Остин посмотрел на часы. Его жена уже в кровати, дочь наверняка уткнулась в книгу, Джин суетится в большой комнате, которую он превратил в спальню для нее. Путь свободен. Но он еще не был готов к тому, чтобы вернуться домой.

3

Мив

В понедельник, как и каждый день, я перед школой зашла за Шэрон.

Дорога до ее дома была знакома мне, как страницы книг о Знаменитой пятерке. Я застегнула свой анорак, чтобы укрыться от колючего холодного дождя, и пошла быстрым шагом. В прошлом семестре, когда мы изучали Первую мировую войну, меня заворожил рассказ о людях, живших в окопах. Выстроившиеся в линию таунхаусы на моей улице заставили меня вспомнить о шеренгах измотанных сражениями мрачных солдат из учебников, многократно раненых или перевязанных за долгие годы борьбы и лишений. Я переходила с одной идентичной улицы на другую, пока не оказалась в более просторной и зеленой части города, где жила Шэрон.
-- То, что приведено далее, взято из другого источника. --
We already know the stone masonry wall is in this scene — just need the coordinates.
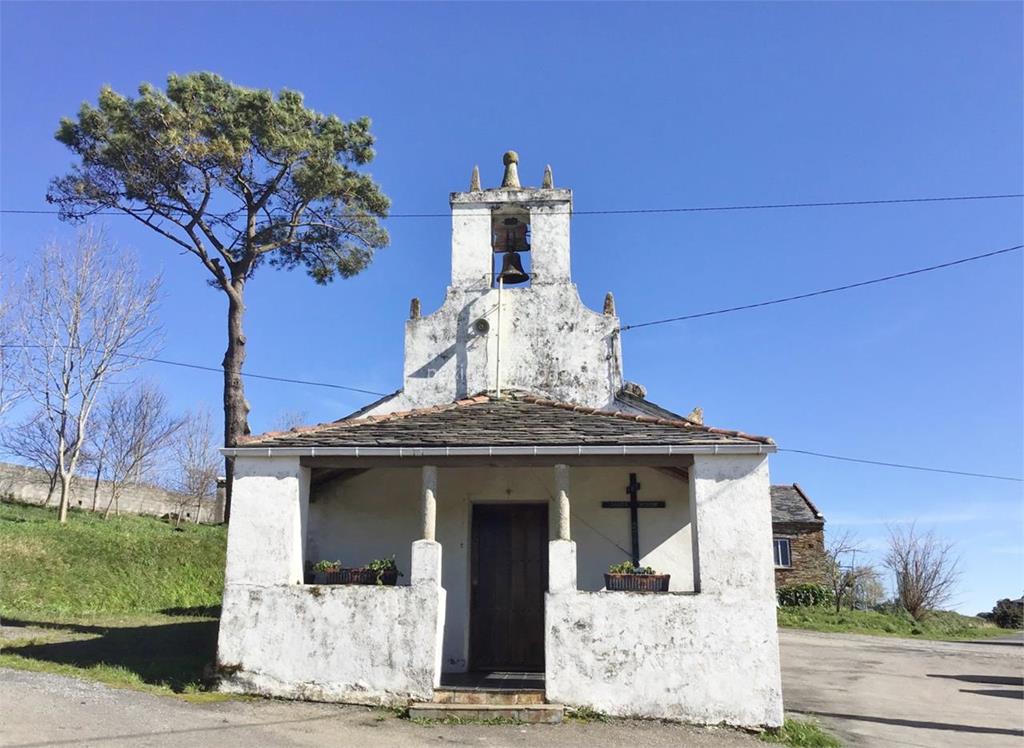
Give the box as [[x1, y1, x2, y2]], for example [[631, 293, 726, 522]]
[[772, 524, 825, 589], [0, 462, 223, 525]]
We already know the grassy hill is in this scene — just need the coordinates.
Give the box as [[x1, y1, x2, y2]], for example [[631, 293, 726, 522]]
[[0, 503, 226, 623], [778, 608, 1013, 639], [0, 503, 226, 701]]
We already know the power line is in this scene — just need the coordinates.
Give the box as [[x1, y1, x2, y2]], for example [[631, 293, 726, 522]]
[[620, 244, 1024, 332], [6, 343, 1024, 477], [0, 343, 388, 397], [0, 193, 1024, 218], [778, 447, 1024, 483]]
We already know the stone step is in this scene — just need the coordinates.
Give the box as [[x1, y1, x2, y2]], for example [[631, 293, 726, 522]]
[[409, 702, 564, 724], [434, 687, 544, 704]]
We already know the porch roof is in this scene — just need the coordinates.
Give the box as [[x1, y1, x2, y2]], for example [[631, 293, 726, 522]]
[[771, 484, 825, 525], [225, 393, 774, 454]]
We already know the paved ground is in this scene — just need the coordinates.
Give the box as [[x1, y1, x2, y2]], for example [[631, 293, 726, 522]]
[[779, 629, 1024, 748], [0, 669, 764, 748], [0, 629, 1024, 748]]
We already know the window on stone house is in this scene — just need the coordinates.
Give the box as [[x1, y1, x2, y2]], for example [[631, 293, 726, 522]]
[[773, 538, 793, 569]]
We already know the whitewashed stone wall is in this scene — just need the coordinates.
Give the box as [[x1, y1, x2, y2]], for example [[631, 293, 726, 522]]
[[0, 462, 224, 525], [367, 182, 623, 415], [545, 456, 782, 726], [307, 466, 696, 671], [217, 450, 444, 704], [217, 577, 444, 705]]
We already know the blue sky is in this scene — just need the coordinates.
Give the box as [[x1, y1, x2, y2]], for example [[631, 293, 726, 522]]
[[0, 3, 1024, 613]]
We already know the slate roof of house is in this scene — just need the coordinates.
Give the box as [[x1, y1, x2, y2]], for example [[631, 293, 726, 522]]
[[239, 393, 774, 448], [771, 484, 825, 525]]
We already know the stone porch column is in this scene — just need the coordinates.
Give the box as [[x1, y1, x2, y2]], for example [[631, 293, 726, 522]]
[[410, 465, 441, 587], [422, 465, 437, 540], [548, 464, 577, 594]]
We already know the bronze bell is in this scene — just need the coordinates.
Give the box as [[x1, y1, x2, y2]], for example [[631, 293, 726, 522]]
[[498, 252, 529, 286]]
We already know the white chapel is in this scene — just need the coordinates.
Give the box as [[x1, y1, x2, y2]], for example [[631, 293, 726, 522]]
[[218, 152, 782, 726]]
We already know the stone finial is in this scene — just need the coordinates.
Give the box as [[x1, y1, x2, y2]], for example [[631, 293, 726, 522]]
[[622, 382, 647, 400], [604, 291, 615, 317], [502, 151, 522, 190]]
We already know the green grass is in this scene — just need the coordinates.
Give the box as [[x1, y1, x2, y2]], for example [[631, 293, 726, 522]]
[[761, 719, 843, 748], [778, 608, 1009, 640], [0, 503, 226, 621], [0, 503, 225, 701]]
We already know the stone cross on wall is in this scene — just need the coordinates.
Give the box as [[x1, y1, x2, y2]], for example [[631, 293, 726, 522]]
[[601, 472, 665, 567]]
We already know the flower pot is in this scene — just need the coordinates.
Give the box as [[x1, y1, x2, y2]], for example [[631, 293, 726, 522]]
[[313, 568, 398, 587], [604, 573, 672, 592]]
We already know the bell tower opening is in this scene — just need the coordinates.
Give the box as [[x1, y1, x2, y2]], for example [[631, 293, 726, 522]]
[[490, 205, 532, 288]]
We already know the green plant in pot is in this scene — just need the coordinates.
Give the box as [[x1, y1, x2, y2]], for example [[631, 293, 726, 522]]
[[366, 555, 404, 586], [604, 560, 671, 592], [313, 559, 341, 584]]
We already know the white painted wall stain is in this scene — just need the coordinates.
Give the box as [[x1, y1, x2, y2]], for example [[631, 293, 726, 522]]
[[545, 456, 782, 726]]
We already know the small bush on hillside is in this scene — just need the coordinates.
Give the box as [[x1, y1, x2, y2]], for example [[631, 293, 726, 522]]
[[980, 597, 1024, 628], [778, 584, 835, 608]]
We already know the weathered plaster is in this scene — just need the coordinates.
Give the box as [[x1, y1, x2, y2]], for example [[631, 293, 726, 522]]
[[217, 458, 444, 704], [545, 456, 782, 725], [217, 577, 444, 704], [307, 466, 693, 670], [367, 182, 623, 415], [224, 450, 309, 584]]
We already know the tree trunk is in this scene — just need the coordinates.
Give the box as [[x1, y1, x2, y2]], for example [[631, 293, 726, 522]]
[[57, 471, 71, 523], [92, 461, 103, 514], [43, 467, 58, 506], [223, 278, 249, 524]]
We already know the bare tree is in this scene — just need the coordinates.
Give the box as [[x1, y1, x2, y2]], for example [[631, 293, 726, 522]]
[[0, 411, 70, 506], [819, 530, 874, 613], [885, 525, 961, 621], [0, 264, 25, 419], [18, 228, 159, 523], [102, 383, 183, 518], [174, 409, 222, 524]]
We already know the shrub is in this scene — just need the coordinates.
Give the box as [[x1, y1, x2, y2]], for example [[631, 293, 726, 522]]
[[985, 598, 1024, 628], [778, 584, 835, 608]]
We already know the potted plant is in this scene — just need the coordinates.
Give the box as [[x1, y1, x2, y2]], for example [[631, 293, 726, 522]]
[[312, 556, 402, 587], [364, 555, 403, 587], [313, 560, 342, 584], [604, 560, 672, 592]]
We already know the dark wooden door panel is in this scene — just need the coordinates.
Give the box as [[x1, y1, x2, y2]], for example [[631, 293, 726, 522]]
[[469, 504, 548, 671]]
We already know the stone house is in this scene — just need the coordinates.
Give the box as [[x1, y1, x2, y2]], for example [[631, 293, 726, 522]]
[[218, 152, 782, 726], [771, 484, 825, 589]]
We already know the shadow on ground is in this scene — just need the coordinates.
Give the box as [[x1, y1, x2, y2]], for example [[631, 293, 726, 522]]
[[4, 614, 217, 692]]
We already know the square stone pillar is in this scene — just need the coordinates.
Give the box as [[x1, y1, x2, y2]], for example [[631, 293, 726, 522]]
[[548, 540, 577, 594], [689, 455, 775, 598], [409, 540, 441, 587], [224, 450, 309, 585]]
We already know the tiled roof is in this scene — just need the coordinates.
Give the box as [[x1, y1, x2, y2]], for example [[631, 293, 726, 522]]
[[771, 484, 825, 525], [239, 393, 774, 448]]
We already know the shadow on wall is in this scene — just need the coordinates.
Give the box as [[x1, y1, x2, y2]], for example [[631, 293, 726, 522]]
[[3, 609, 218, 693]]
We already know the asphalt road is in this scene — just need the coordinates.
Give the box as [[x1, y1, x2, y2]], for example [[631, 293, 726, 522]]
[[0, 629, 1024, 748], [0, 669, 764, 748], [779, 629, 1024, 748]]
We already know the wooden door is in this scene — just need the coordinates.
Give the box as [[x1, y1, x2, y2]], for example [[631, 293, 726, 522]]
[[469, 503, 548, 672]]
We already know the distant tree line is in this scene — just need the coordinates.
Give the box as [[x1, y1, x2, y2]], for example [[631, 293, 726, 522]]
[[0, 227, 220, 522]]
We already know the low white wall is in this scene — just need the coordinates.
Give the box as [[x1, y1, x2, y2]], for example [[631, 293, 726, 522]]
[[545, 456, 782, 726], [309, 466, 696, 671], [545, 592, 782, 726], [217, 577, 444, 705], [217, 450, 444, 704], [0, 462, 224, 525]]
По сути, заходить за ней смысла не было. Чтобы добраться до школы, мы все равно были вынуждены возвращаться тем же путем, что я пришла, но мне нравилось заходить за Шэрон. Мне нравились тихие, чистые улицы, а еще то, что ее дом сулил нечто такое, чего не было у моего. И различие было не в величине зданий и не в расстоянии между соседними домами. Оно было в мелочах: в тяжелых бархатных шторах на подкладке против ужасно колючих и тонких, через которые можно было видеть улицу. В табличке с фамилией против номера дома на двери. В свежеокрашенных окнах с двойными стеклами против обшарпанных деревянных рам. В неторопливой тишине улицы Шэрон, тишине, нарушаемой стуком дождя, криками птиц и шумом редких машин, против никогда не смолкающих воплей детей, которые играли на проезжей части моей улицы, лая собак и непрерывного стука футбольного мяча по мокрой стене.
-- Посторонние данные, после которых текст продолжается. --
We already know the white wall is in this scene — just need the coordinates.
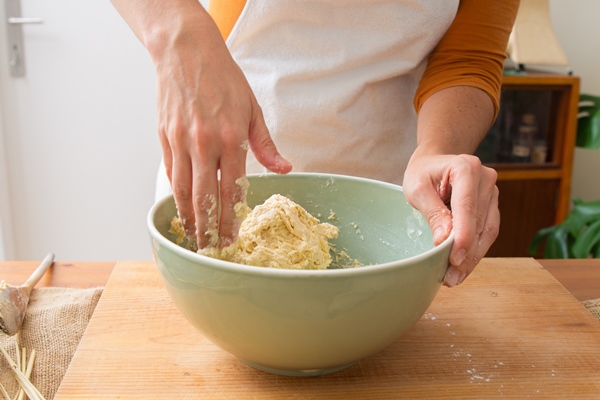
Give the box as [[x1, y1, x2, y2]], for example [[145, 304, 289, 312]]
[[550, 0, 600, 200], [0, 0, 160, 261]]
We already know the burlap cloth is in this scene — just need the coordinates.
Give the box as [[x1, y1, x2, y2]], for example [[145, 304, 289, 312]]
[[0, 288, 600, 400], [0, 287, 103, 400]]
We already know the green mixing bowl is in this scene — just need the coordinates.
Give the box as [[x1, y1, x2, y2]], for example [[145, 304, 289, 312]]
[[148, 173, 452, 376]]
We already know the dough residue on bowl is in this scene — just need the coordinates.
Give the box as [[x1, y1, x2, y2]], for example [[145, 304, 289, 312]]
[[171, 194, 358, 270]]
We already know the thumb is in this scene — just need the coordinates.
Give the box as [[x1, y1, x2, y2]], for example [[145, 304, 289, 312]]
[[248, 106, 292, 174], [405, 186, 452, 246]]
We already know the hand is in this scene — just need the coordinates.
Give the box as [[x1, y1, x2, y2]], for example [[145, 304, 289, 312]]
[[404, 151, 500, 287], [151, 10, 292, 248]]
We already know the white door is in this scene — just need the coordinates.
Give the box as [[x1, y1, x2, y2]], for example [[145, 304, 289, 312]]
[[0, 0, 169, 261]]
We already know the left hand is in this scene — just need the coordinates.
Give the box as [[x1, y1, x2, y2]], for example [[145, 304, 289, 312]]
[[403, 149, 500, 287]]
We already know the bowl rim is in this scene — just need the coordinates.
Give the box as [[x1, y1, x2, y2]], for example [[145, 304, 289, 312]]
[[146, 172, 454, 278]]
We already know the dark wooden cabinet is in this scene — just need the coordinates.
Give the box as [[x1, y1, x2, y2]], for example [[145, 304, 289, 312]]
[[476, 74, 579, 257]]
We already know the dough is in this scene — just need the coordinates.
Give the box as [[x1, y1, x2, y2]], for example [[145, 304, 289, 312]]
[[198, 194, 338, 269]]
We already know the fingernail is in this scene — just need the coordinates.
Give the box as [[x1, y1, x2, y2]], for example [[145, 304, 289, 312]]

Шэрон, пряча светлые волосы под капюшоном, ждала меня в конце своей улицы, и мы легко зашагали к школе. Если я была Джорджи из Знаменитой пятерки, то Шэрон – симпатичной и милой Энни. Я вся состою из прямых линий, как человечки, что я рисую в школе: невысокая, с прямыми каштановыми волосами, с прямым носом и прямым, без малейших выпуклостей телом. Шэрон же вся из плавных линий и изгибов: светлые волосы собраны в пучки; носик кругленький, как кнопка; платья в горошек. Даже почерк у нее округлый. Я всегда считала, что окружающим мы кажемся странной парой. Мы продолжили позавчерашний разговор практически с середины предложения, как будто и не прерывались.

Люди, которых мы видели по дороге, напоминали дома, мимо которых мы шли: такие же предсказуемые и неизменные. В восемь тридцать мы в унисон звонко крикнули «Доброе утро!» миссис Пирсон, выведшей гулять своего юркого джек-рассела. Мы знали, что после нее мы поздороваемся с мужчиной из углового магазина и поболтаем с ним, он обязательно будет стоять снаружи и раскладывать свежие газеты на стойку. Он назовет нас «Необыкновенной парочкой», и мы рассмеемся, как будто услышали это впервые.

Еще до того, как мы дошли до него, Шэрон пихнула меня локтем в бок и тихо произнесла:

– Берегись!

Проследив за ее взглядом, я увидела еще одного знакомого, единственного человека, с которым мы не здоровались по пути и которого, как мы откуда-то узнали, звали Брайан, хотя по имени мы к нему не обращались. Для нас он был просто «человек в комбинезоне».

Он бы молод, чуть за двадцать, и ни разу не встретился с нами взглядом. На нем была все та же застегнутая до самого подбородка темно-синяя куртка в масляных пятнах и вязаная желтая шапка с помпоном – ее неожиданная задорность резко контрастировала с его обликом, – и в руке у него был пластиковый пакет, из которого выглядывала газета.

Мы никогда не знали, появится он или нет, а когда появлялся, тут же переходили на другую сторону улицы. Сначала под тем предлогом, что от него, как говорила Шэрон, плохо пахнет, хотя мы никогда не приближались к нему настолько, чтобы определить, так это или нет. Вначале мы считали его безобидным, однако в последнее время наше отвращение к его неряшливому виду переросло в нечто более тревожное. Мы ускорили шаг и прошли мимо него по другой стороне улицы; Шэрон, вцепившись мне в руку, тащила меня за собой, спеша завернуть за угол, к безопасности.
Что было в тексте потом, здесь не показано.